Consequences are near impossible to predict and rather difficult to judge, even in hindsight. For example, the Baby Boom generation, so interested in besting their elders in freedom of thought, turned into the kind of wimp-ass parents who dumb down education so every kid could pass. And you could argue that Nixon's "southern strategy" put an end to intellectual conservatism, allowing mindless rednecks into the Republican mainstream.
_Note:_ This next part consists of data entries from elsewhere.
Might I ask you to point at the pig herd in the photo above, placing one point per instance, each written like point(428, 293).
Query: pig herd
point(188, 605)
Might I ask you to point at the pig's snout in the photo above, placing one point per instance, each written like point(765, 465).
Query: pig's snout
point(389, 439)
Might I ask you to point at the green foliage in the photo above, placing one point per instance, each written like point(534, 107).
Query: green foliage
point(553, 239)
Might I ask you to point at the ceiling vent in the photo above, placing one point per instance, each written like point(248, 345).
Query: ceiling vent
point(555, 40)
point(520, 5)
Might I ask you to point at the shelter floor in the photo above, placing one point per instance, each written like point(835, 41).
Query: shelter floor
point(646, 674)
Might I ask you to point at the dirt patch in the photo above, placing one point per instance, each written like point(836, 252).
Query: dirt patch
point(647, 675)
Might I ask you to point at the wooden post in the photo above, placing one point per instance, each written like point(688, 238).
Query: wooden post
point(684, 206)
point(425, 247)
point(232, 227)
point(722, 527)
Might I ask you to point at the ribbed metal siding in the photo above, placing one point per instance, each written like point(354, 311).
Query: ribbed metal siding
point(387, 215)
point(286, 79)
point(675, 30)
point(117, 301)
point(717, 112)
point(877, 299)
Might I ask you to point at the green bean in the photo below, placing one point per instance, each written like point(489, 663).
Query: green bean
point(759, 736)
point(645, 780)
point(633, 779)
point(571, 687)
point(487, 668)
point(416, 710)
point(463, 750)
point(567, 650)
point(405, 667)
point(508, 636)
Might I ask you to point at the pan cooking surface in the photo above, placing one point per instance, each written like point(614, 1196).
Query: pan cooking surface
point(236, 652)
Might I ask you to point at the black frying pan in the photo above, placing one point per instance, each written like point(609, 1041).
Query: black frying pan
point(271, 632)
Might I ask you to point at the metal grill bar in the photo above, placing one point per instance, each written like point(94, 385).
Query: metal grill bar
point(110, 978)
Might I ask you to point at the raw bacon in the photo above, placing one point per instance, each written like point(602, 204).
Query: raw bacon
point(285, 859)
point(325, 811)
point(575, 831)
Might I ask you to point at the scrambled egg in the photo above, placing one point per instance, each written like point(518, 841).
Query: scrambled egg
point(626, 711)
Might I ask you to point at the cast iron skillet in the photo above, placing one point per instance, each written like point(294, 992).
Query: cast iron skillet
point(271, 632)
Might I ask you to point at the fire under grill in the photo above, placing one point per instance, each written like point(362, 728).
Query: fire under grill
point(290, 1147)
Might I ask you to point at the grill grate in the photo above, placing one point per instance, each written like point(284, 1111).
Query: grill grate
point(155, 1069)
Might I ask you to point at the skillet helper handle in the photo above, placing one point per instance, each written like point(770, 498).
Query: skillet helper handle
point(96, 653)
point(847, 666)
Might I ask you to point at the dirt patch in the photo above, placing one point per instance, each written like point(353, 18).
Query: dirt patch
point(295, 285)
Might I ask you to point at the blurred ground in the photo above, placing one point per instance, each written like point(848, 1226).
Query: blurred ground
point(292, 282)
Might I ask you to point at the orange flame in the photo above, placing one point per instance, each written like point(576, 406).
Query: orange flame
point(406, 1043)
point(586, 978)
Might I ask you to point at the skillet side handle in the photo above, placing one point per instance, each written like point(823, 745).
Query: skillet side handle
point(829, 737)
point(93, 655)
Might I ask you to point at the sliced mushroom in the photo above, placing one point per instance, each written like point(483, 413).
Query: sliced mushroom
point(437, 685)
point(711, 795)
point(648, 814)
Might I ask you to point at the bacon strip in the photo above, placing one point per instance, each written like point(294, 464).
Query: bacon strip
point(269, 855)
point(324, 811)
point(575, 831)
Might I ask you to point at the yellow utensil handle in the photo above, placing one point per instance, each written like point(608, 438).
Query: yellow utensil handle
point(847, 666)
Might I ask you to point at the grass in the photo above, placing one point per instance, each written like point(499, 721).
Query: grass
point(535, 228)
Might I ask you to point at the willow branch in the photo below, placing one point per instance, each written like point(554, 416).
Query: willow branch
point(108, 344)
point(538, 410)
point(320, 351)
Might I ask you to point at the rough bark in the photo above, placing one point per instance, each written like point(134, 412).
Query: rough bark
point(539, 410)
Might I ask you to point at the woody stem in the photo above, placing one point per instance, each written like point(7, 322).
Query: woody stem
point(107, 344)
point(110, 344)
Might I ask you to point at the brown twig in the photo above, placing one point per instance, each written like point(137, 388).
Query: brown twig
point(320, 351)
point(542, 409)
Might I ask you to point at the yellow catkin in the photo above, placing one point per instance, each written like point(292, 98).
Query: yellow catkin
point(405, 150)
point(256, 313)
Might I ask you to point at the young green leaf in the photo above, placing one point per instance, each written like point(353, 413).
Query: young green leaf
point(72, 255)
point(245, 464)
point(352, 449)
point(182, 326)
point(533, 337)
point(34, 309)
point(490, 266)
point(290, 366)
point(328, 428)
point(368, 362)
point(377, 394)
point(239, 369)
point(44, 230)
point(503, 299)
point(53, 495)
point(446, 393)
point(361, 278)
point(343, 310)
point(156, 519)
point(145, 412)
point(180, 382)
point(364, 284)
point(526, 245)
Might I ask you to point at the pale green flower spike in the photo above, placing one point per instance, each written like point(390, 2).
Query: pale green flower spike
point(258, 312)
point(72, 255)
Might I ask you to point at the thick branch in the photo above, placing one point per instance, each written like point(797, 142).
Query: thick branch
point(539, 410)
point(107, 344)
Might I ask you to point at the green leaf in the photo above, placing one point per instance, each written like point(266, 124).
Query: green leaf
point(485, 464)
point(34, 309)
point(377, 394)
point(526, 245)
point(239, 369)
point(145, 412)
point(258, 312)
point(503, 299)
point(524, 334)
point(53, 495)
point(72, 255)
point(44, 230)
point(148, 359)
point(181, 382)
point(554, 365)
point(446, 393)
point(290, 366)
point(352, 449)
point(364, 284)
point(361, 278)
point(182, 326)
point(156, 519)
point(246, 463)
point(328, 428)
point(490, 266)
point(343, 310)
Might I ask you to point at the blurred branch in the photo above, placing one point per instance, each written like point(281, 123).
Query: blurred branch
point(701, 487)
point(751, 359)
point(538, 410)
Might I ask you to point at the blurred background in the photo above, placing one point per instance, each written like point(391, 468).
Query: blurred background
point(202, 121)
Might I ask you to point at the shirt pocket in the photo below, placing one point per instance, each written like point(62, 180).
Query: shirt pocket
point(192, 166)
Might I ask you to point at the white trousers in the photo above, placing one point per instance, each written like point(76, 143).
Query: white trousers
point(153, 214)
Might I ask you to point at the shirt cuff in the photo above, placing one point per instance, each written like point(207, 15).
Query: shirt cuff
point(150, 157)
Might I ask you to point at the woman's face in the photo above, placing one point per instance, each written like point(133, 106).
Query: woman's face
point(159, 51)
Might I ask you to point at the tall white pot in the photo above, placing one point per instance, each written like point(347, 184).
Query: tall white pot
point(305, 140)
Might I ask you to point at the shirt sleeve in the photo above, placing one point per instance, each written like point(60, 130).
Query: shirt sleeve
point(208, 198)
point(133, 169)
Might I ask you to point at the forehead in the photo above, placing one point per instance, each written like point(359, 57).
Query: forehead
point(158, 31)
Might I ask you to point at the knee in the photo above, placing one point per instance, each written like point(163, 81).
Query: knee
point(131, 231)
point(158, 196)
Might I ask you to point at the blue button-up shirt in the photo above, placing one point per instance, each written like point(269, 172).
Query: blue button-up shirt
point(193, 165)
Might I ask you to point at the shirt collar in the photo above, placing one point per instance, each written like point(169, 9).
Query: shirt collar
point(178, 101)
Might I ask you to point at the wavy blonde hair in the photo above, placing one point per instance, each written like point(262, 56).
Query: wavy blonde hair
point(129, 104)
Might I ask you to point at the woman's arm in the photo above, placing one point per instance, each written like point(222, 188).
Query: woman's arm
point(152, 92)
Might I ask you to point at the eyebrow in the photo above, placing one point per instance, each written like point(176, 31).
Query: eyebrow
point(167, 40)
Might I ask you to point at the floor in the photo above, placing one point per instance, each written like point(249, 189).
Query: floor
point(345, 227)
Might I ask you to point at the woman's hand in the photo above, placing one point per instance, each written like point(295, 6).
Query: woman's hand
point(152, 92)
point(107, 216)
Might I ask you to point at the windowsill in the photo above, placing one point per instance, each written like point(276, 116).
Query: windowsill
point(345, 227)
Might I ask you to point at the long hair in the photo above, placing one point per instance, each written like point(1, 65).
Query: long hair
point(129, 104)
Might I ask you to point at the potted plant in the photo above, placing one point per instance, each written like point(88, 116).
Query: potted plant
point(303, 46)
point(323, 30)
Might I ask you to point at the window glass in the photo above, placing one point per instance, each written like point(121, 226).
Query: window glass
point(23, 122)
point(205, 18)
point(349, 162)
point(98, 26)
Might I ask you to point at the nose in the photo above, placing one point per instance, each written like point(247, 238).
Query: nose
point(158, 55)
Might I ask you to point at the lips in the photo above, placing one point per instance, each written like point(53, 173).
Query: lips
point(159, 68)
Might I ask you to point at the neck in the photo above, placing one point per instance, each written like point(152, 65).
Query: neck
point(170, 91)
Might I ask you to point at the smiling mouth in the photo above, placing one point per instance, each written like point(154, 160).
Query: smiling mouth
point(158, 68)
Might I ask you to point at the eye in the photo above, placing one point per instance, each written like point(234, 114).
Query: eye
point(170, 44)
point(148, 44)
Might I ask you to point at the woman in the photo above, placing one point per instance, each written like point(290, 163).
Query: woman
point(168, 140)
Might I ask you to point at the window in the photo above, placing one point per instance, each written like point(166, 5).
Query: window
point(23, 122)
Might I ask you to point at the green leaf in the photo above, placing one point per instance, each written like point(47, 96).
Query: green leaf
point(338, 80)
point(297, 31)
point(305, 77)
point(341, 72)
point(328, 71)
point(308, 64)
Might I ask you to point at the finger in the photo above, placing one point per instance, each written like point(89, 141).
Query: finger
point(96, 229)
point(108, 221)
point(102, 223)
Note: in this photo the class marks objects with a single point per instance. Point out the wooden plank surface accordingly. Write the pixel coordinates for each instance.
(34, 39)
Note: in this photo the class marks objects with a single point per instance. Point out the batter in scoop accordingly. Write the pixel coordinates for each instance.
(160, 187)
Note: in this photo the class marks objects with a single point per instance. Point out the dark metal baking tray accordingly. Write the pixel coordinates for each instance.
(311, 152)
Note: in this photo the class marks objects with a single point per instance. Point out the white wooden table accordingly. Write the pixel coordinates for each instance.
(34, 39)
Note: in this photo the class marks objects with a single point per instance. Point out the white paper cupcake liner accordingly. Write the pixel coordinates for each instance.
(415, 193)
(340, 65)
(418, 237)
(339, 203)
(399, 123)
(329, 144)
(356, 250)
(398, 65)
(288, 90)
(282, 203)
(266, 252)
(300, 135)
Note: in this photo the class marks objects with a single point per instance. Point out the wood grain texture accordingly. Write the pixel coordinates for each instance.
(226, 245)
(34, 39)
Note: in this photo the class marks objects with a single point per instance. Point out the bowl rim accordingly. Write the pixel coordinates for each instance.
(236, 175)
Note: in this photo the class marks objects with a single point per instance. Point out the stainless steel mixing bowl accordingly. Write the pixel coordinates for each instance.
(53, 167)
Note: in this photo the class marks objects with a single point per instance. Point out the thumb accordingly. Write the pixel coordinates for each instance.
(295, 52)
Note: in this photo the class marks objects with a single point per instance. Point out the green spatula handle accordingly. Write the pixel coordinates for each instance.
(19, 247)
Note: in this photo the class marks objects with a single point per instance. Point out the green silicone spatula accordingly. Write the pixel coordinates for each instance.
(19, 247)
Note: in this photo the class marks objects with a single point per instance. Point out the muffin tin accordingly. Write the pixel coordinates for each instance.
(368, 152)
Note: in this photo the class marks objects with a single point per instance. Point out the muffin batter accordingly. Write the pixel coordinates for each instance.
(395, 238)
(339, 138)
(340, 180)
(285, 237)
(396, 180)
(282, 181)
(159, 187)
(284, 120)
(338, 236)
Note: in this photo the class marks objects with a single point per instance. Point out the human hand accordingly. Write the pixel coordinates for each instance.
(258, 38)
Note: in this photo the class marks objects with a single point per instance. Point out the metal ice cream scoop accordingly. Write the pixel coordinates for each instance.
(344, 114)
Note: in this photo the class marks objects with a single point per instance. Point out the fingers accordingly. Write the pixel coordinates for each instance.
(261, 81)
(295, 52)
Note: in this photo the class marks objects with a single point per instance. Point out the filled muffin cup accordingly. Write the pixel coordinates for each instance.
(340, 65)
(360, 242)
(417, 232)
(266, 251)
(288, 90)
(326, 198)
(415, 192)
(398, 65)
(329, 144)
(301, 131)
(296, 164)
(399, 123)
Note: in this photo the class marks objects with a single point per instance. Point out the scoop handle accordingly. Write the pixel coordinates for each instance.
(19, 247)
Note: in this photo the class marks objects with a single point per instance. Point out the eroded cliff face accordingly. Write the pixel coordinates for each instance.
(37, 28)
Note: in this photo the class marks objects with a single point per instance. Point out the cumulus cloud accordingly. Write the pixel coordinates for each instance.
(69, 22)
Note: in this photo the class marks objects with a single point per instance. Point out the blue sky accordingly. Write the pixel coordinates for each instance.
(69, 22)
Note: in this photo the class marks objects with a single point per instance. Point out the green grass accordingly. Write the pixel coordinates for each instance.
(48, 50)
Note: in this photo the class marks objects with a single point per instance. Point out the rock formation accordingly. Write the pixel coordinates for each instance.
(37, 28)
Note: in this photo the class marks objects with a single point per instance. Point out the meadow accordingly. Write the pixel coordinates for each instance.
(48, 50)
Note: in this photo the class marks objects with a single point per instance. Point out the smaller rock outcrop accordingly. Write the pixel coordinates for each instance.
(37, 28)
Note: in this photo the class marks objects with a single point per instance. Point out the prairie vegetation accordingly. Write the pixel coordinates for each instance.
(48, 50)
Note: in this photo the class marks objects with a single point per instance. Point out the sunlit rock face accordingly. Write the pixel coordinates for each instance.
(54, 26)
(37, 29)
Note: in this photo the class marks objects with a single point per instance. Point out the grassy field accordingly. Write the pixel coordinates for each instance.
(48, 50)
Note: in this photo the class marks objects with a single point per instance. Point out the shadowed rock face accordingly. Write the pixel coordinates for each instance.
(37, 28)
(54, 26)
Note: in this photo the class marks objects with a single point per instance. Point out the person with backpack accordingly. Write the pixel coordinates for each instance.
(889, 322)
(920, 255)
The same is true when it comes to food. A search for spice trade routes that bypassed conniving Mediterranean middlemen in part led to the discovery of what is now the Americas. Knowledge that fire could be used to cook food allowed the body to better absorb nutrients, which caused the human brain to grow and eventually launched us on the road to the modern world--a process hardcore raw foodists are trying to reverse, but that's an aside.
We mention all this as a way of admitting that any 'top 10' assessment of historical significance is fraught with problems. But what the hell--some of us started school before Boomers took over, so we're not afraid of stirring the pot a bit.
So here is our list of the most important things to happen in the world of food, dining and culture--keeping in mind that by "world" we really mean "the American world"--in our lifetimes...keeping in mind we mean the last 70 years or so.
10. The Supermarket
The Tom Thumbs and Walmart Supercenters we know today resulted from post-World War Two urbanization, the car culture and in-home refrigeration. Hard to imagine, but there was a time--even in the 20th Century--that Americans shopped almost daily at mom and pop groceries, the kind where clerks pulled goods from the shelf for you. Convenience wins out, almost every time.
Cooks have introduced new flavors into old recipes since the beginning of time, as far as we know. In the past, however, this was a natural process--something people did without much acknowlegement. The "fusion" trend that dominated the '90s and '00s is different in that it celebrated globalization.
8. Diana Kennedy
It wasn't her doing, really. But the publication of her The Cuisines of Mexico in 1972 recognized Tex-Mex as a unique, regional cuisine. Shortly thereafter (with help from Jimmy Buffet and Howard Cosell) margaritas, nachos and other Texas staples were everywhere.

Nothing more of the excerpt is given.